Otherkin front man Luke Reilly with Slane Castle's Henry Mountcharles

OTHERKIN to highlight The Salty Dog

Still buzzing from their thrilling set at Slane Castle, Slane's Luke Reilly will front OTHERKIN when they play the Salty Dog stage at Electric Picnic in September.

When the 40-tonne Punk-Lady of the Sea, The Salty Dog, first docked in the woods in Stradbally for Electric Picnic, she gave her decks over to a life of shame and disgrace. 

Her Captain, a reckless and strawberry-nosed layabout with a weakness for the dogs, press-ganged passing minstrels into service and hawked bootleg hooch to anyone pausing to check their phone: before long, she became a refuge for thousands of lost fools clutching tinnies. 

A campaign got underway to see that she might be returned to the port she called home. Realising his annual rum supply might go up in smoke, the Captain 'felt it was important to put safety first' and directed that the port should be moved to the ship (wreck) instead.

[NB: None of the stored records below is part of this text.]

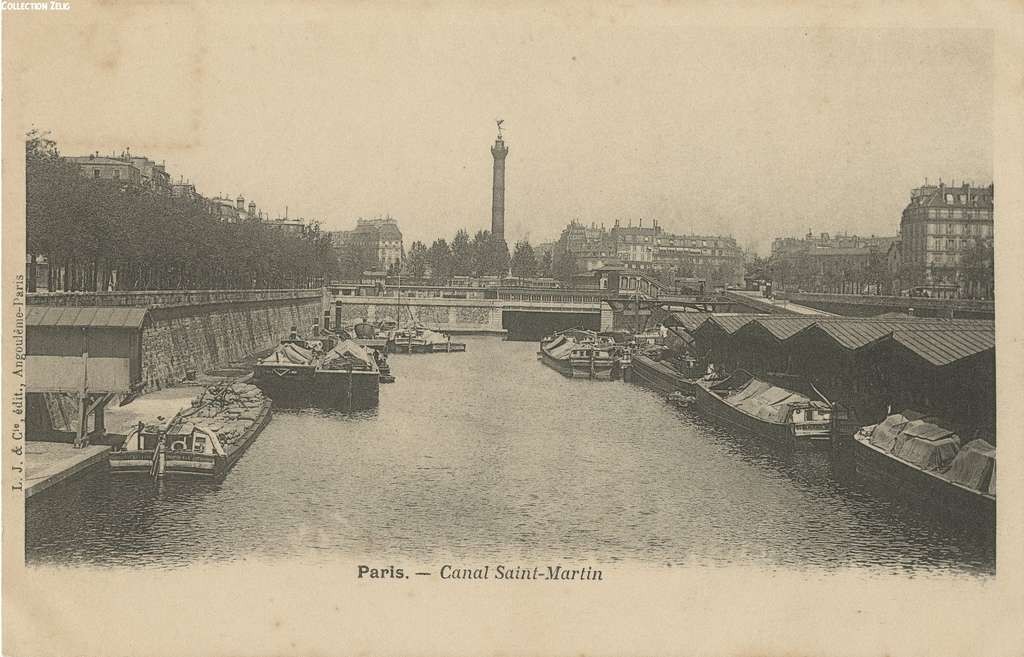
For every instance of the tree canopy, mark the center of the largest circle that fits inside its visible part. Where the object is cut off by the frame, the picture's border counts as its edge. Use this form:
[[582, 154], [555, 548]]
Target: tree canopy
[[98, 234]]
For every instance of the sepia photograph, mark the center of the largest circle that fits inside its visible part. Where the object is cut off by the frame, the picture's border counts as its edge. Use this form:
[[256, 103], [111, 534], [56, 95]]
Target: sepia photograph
[[446, 301]]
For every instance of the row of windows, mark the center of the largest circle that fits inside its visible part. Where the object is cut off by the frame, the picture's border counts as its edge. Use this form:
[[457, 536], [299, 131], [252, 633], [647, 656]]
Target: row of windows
[[949, 213]]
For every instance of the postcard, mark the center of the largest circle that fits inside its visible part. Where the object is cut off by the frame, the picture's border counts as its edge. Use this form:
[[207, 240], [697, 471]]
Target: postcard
[[498, 329]]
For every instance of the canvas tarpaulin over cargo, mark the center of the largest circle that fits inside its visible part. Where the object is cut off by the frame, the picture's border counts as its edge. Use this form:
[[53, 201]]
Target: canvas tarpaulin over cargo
[[974, 466]]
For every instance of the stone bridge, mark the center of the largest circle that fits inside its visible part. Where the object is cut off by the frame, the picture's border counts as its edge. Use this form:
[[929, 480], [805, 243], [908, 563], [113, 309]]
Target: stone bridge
[[522, 313]]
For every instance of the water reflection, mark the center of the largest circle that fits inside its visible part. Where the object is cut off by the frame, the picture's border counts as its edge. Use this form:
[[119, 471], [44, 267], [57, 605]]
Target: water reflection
[[488, 454]]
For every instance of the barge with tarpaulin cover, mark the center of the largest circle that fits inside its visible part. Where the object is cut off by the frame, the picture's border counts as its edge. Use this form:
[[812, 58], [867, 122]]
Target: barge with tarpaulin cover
[[323, 371], [420, 340], [922, 463], [664, 376], [766, 409], [205, 440], [579, 354]]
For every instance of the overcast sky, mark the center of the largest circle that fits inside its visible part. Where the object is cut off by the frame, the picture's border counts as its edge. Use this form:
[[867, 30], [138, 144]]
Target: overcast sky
[[340, 113]]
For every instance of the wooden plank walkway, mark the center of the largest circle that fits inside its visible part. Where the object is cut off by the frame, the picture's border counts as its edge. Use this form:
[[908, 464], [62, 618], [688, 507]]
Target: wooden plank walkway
[[48, 464]]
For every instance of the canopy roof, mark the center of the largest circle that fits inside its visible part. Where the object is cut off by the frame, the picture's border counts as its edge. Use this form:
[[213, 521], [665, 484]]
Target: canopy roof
[[937, 342], [86, 316]]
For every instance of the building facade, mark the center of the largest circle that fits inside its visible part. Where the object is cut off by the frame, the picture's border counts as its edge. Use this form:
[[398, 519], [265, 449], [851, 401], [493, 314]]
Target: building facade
[[938, 227], [127, 169], [841, 263], [649, 249], [379, 236], [118, 169]]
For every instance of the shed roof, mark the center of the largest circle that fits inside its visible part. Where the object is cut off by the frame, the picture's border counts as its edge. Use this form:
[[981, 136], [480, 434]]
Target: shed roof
[[939, 342], [943, 347], [86, 316]]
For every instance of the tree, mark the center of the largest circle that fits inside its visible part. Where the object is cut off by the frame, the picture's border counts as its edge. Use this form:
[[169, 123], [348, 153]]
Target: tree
[[439, 257], [523, 260], [544, 267], [912, 272], [491, 256], [462, 254], [99, 234], [978, 264], [418, 260]]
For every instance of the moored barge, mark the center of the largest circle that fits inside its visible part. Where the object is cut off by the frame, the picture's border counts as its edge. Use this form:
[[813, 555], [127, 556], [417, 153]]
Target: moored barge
[[578, 354], [301, 373], [918, 461], [659, 375], [204, 440], [771, 411]]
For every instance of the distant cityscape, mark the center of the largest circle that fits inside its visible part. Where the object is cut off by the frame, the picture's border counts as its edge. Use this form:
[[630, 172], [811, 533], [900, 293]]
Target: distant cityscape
[[942, 245]]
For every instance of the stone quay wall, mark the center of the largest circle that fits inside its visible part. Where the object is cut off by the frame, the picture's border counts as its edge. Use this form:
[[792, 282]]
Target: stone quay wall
[[204, 330]]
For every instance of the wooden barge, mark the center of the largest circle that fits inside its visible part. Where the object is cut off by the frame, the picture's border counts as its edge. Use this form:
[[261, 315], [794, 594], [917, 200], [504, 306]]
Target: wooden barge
[[771, 411], [183, 448], [302, 373], [659, 376], [919, 462], [578, 354]]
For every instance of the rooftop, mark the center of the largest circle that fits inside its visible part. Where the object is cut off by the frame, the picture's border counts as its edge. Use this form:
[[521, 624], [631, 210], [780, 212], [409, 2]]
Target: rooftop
[[938, 342]]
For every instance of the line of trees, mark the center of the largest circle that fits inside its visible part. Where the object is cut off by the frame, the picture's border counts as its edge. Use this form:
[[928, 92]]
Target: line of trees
[[481, 255], [98, 235]]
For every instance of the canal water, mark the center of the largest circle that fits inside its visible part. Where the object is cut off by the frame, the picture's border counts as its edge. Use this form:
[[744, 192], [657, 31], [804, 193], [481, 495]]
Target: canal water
[[488, 454]]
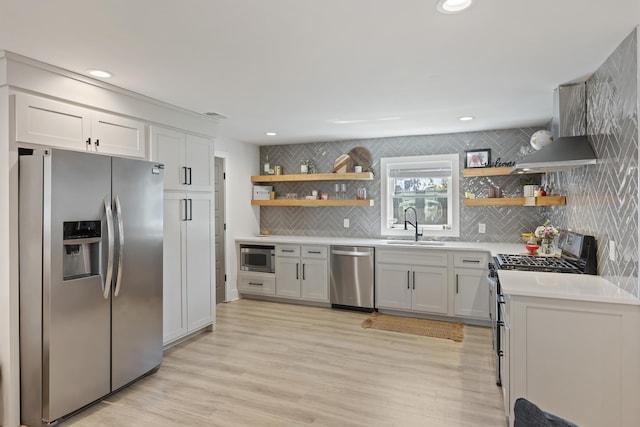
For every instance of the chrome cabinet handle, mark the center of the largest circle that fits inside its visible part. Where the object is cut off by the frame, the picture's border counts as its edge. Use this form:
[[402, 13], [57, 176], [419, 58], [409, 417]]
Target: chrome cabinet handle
[[121, 244], [106, 285], [338, 252], [186, 179]]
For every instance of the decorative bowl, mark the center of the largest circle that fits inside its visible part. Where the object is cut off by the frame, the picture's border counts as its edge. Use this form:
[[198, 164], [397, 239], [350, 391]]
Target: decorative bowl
[[533, 249]]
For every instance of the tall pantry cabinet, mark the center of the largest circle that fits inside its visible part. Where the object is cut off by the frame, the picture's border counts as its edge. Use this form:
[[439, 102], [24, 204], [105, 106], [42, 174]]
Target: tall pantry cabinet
[[189, 288]]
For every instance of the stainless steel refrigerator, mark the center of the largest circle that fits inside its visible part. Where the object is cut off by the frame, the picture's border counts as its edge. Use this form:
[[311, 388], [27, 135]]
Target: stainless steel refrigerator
[[90, 278]]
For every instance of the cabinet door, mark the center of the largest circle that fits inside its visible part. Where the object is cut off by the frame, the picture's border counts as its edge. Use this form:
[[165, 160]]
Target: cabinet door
[[53, 123], [315, 279], [198, 159], [167, 147], [117, 135], [174, 275], [200, 262], [288, 277], [471, 293], [393, 287], [429, 286], [250, 282]]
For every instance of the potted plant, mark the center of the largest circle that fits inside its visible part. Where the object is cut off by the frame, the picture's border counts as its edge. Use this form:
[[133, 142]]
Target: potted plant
[[307, 166]]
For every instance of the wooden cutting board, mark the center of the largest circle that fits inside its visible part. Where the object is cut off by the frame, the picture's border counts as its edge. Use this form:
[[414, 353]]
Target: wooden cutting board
[[360, 157], [343, 164]]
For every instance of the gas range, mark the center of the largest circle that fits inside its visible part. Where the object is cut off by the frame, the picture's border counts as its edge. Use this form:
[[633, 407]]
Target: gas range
[[578, 255], [536, 263]]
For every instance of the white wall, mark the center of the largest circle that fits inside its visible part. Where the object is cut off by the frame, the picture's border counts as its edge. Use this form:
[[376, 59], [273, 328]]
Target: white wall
[[241, 161]]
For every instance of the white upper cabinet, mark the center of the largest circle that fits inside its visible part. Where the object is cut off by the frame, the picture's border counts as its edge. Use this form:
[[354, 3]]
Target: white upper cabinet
[[117, 135], [187, 159], [47, 122]]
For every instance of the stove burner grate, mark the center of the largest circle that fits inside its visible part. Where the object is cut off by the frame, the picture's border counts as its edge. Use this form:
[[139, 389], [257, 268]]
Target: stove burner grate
[[536, 263]]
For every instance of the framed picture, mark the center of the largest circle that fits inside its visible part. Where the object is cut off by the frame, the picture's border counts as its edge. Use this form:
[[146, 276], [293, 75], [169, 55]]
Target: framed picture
[[477, 158]]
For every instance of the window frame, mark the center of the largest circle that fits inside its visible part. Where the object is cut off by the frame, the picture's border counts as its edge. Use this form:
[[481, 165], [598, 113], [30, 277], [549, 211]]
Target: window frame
[[410, 162]]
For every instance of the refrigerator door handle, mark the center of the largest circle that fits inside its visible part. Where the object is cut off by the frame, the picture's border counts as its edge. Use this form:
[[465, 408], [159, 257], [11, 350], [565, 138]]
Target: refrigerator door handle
[[106, 285], [121, 244]]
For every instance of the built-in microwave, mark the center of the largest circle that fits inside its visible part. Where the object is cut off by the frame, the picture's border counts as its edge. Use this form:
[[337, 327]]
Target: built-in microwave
[[258, 258]]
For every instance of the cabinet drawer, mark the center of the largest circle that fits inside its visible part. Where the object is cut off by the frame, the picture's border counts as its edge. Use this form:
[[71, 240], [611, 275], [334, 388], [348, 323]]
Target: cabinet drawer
[[471, 259], [257, 283], [314, 252], [414, 257], [288, 250]]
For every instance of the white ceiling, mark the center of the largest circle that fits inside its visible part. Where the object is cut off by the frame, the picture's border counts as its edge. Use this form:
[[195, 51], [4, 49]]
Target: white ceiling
[[296, 66]]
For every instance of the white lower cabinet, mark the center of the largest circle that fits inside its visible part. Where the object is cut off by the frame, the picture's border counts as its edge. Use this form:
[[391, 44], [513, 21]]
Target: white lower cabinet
[[250, 282], [471, 297], [53, 123], [302, 272], [189, 290], [575, 359], [403, 286]]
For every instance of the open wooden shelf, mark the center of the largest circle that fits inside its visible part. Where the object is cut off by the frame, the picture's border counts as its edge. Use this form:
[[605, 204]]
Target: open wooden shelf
[[518, 201], [313, 203], [487, 171], [308, 177], [545, 201]]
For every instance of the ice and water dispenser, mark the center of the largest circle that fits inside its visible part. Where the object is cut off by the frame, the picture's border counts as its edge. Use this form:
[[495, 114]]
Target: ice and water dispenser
[[82, 249]]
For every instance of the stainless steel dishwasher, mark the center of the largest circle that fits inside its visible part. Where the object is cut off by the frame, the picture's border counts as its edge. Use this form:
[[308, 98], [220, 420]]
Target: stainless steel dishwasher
[[352, 277]]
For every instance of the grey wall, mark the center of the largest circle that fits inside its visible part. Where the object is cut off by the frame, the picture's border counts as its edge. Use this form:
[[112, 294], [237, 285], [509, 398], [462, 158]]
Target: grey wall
[[504, 224], [602, 200]]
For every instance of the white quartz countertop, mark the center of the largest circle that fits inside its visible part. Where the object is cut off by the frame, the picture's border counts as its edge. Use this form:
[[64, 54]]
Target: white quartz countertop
[[582, 287], [493, 248]]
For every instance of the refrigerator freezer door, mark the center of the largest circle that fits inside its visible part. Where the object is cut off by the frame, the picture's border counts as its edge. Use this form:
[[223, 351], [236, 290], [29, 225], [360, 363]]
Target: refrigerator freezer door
[[137, 308], [76, 326]]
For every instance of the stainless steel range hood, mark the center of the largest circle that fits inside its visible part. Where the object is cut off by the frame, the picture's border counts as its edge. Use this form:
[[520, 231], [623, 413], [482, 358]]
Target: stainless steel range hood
[[571, 147]]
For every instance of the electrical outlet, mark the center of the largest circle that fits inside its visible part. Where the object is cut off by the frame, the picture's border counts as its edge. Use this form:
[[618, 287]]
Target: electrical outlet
[[612, 250]]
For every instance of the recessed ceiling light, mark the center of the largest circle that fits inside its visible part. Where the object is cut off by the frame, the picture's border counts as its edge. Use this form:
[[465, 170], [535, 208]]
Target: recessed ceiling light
[[453, 6], [343, 122], [100, 73]]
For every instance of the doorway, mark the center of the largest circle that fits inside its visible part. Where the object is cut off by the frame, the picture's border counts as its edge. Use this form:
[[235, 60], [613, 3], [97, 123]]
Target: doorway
[[220, 227]]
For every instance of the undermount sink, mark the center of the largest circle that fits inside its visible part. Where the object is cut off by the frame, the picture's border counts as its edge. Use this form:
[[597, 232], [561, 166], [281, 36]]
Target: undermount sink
[[414, 243]]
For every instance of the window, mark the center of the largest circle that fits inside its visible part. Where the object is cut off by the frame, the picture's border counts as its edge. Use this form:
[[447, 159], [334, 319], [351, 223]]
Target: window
[[428, 184]]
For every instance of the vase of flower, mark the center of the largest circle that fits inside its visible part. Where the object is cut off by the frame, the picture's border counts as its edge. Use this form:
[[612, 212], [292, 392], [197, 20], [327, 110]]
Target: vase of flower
[[547, 246], [547, 233]]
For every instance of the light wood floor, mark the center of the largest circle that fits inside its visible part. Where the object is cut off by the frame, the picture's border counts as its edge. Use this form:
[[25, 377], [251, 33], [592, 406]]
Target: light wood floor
[[270, 364]]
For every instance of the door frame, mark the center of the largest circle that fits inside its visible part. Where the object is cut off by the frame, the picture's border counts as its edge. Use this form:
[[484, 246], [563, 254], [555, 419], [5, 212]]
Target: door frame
[[224, 157]]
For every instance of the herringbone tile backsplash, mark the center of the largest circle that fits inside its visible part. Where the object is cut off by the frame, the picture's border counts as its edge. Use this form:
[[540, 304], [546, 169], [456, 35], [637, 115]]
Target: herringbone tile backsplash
[[504, 224], [602, 200]]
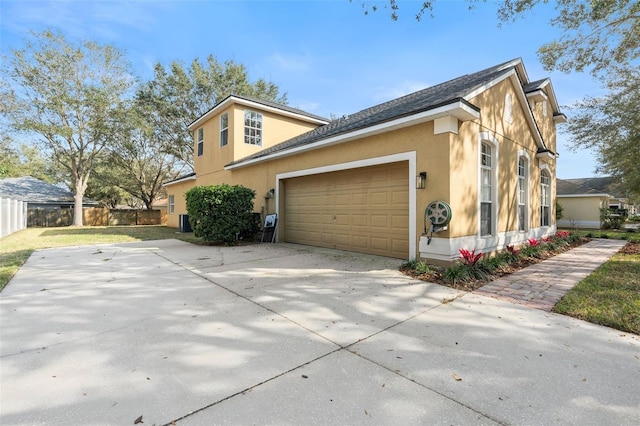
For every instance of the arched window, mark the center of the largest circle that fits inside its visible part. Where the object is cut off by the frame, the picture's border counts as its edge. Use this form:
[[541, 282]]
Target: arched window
[[487, 188], [545, 198], [508, 108], [523, 184]]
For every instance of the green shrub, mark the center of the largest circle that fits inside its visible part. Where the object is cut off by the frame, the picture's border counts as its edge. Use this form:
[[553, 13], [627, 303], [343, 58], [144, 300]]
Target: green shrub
[[221, 213], [417, 266]]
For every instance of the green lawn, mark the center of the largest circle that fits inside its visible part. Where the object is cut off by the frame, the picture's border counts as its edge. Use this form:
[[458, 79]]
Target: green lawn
[[16, 248], [611, 295]]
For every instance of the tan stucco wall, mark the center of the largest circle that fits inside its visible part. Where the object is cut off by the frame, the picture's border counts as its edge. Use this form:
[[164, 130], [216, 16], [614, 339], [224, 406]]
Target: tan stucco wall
[[581, 211], [180, 207], [275, 130], [450, 160], [512, 138]]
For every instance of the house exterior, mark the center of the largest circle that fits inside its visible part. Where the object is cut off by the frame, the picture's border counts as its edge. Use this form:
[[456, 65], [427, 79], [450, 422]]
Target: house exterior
[[480, 149], [582, 199]]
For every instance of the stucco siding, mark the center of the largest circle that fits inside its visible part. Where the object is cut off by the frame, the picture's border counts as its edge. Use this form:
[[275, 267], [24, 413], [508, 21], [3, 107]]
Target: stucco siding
[[581, 211]]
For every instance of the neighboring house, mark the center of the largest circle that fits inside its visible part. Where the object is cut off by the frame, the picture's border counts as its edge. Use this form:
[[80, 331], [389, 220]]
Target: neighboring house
[[483, 144], [40, 198], [582, 199]]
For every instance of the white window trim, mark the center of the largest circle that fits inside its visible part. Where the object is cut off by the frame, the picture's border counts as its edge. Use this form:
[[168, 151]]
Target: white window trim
[[489, 137], [545, 167], [527, 185], [222, 129], [508, 108], [261, 129]]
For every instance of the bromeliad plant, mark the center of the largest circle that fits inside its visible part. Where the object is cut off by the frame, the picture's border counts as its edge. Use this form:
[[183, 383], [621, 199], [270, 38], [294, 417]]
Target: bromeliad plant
[[470, 257]]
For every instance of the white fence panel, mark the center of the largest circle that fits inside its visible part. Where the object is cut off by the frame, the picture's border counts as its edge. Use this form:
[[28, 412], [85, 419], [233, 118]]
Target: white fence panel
[[13, 216]]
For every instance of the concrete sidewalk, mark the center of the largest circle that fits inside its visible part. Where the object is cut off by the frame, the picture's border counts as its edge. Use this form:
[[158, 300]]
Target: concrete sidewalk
[[284, 334]]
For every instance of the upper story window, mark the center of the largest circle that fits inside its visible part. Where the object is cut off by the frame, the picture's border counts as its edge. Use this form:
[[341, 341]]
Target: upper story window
[[252, 128], [545, 198], [486, 189], [522, 194], [224, 129], [200, 141], [508, 108]]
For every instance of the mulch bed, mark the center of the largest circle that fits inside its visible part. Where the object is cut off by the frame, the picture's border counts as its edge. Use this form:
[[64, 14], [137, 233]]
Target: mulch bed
[[632, 247], [436, 275]]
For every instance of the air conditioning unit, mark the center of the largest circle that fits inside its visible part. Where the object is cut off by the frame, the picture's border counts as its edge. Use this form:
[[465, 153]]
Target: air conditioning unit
[[183, 224]]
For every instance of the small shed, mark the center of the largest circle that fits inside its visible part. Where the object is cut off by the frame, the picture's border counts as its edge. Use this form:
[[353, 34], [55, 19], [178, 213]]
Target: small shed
[[47, 204]]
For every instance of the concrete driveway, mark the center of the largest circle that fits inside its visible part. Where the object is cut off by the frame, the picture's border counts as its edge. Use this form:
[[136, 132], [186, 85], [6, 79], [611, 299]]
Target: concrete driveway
[[285, 334]]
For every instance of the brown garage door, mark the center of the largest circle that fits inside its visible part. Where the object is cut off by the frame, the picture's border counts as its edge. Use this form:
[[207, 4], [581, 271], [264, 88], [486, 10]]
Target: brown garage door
[[364, 210]]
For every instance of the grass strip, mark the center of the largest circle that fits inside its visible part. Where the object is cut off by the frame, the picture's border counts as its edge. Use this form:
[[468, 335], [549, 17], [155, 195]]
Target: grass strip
[[610, 296], [16, 248]]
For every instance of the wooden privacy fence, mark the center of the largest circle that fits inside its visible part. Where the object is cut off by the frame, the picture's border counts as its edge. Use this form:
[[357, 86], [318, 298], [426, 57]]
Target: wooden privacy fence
[[94, 216], [13, 216]]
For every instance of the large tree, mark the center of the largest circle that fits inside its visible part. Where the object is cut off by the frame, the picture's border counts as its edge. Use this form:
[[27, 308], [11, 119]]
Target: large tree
[[610, 126], [136, 163], [595, 34], [67, 94], [178, 95]]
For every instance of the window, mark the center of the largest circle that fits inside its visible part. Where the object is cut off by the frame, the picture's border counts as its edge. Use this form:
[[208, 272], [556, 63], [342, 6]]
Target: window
[[522, 194], [224, 129], [252, 128], [545, 199], [508, 108], [200, 141], [486, 189]]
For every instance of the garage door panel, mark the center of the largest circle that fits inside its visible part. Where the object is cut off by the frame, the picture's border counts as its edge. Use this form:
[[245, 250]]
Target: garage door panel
[[364, 210]]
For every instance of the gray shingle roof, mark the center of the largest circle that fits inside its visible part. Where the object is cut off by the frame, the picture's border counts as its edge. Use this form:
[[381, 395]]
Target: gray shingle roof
[[605, 184], [534, 85], [34, 190], [565, 187], [421, 101]]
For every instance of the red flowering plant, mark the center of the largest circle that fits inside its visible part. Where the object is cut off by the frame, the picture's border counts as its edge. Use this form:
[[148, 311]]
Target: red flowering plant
[[470, 257], [533, 242]]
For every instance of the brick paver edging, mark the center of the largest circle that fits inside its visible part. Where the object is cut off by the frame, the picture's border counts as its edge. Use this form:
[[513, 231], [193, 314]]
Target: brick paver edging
[[542, 285]]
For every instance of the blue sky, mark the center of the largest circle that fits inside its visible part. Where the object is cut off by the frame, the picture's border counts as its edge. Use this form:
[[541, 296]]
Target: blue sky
[[326, 54]]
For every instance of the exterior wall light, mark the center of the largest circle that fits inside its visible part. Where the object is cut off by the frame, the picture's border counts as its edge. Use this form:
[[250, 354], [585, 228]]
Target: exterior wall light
[[421, 180]]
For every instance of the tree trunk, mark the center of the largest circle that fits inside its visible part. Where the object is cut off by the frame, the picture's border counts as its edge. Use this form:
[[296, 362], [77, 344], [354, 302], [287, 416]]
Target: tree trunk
[[78, 197], [77, 209]]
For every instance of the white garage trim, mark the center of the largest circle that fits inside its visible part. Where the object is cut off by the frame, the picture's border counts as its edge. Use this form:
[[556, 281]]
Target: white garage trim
[[404, 156]]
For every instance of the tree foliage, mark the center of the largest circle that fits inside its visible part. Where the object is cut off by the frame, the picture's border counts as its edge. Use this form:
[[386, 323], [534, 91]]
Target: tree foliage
[[135, 163], [596, 34], [610, 126], [24, 160], [67, 94], [179, 95]]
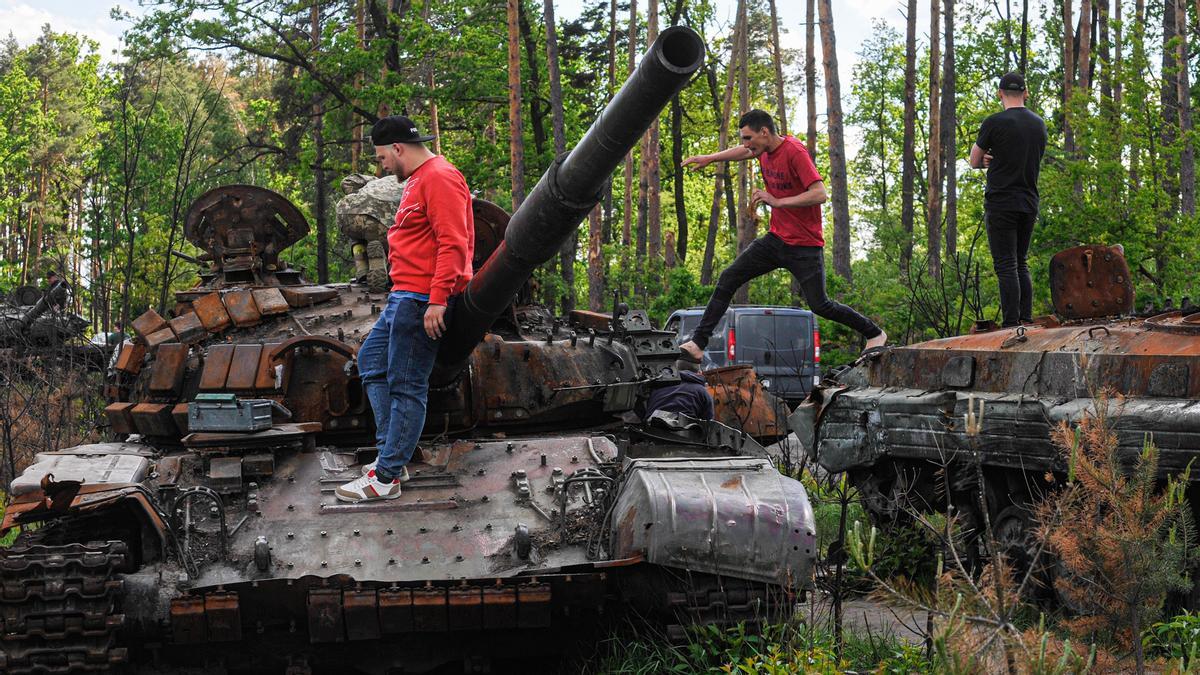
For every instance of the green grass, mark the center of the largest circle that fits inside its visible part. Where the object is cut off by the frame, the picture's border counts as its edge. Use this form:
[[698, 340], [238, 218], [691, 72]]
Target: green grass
[[781, 647]]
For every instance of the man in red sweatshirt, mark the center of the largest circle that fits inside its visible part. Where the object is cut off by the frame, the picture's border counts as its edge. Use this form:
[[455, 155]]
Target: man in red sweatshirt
[[795, 240], [429, 254]]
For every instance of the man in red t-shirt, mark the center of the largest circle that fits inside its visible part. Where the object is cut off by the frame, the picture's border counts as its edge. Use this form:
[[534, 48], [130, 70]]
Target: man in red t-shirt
[[795, 242], [429, 256]]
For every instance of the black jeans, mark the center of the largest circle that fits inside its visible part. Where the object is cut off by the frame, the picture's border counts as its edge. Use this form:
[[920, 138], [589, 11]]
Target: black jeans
[[768, 254], [1008, 237]]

This September, to mark the 10th-ish anniversary, The Salty Dog will find itself centrepiece to a bustling and grimy port - a whole new two-storey structure hewn from stolen timber and given a lick of paint - and populated with the kind of seedy low-lives that make ports all over the world a little short on scruples and long on mischief. 

Hustlers selling eye-patches (buy one, get one free); tricksters duping the innocent with three cards and a barrel; a blood-spattered surgery for limb removal and replacement; a market for dried haddocks with no sell-by-date; a reclamation yard of other unwanted seaside junk; The String and Door is the festival's first dental service; The Hot Poker is a uncredited portside VD clinic; 'Shiver Me Timbers' will be a red-light troupe involving some waggling of booty to the fiddle and tin whistle; a beardy cast of hags and growlers will mend fishing nets, smoke fish, swig porter and pickpocket passers-by. 

Purveyors of bawdy theatre and a grimy dose of portside commerce will complete the streetscape, to the sound of unkempt souls croaking sea shanties to no one in particular. And that is just the harbour.

The Salty Dog herself will welcome its finest ever line-up to her decks, including a big welcome back for the Hot Sprockets, a maiden voyage for folk melodians Corner Boy, melodious favourites Otherkin, the two best brass collectives in Ireland Stomptown Brass and Booka Brass Band, Galwegian crazy boys My Fellow Sponges, a blast of electronica from Rian Trench's new outfit Deborah and the spell-binding electronica outfit The Innocent Bystander, young lunatics No Monster Club, breath-taking Smithsonians These Charming Men, spoken word anarchist Jinx Lennon, David Kitt in his only festival appearance as David Kitt, a new project from Mick Pyro and Pete Pamf called Shogunz of Skank, a party night with the eponymous The Pale, some humming Jamaican beats form Gangsta Ska, and from all-girl The Skatuesques. Nix Moon, Square Pegs, Good Strangers, Paddy Hanna, Columbia Mills, The Roadhouse Doors, Leila Jane and the Healers. And in The Captains back pocket this year? Brand new music from rappers Rocstrong, loud experimental duo Bicurious, and just wait till you hear the stunning performance of British indie folk master DD Allen. Stowaways, the lot.

More to follow in the coming days...

 Now nestled in the clutches of its very own harbour, the Salty Dog is going to mark 2017 in style. Not high style; lowly, grizzly, shabby and squalid style. And we will all be there feeling very at home.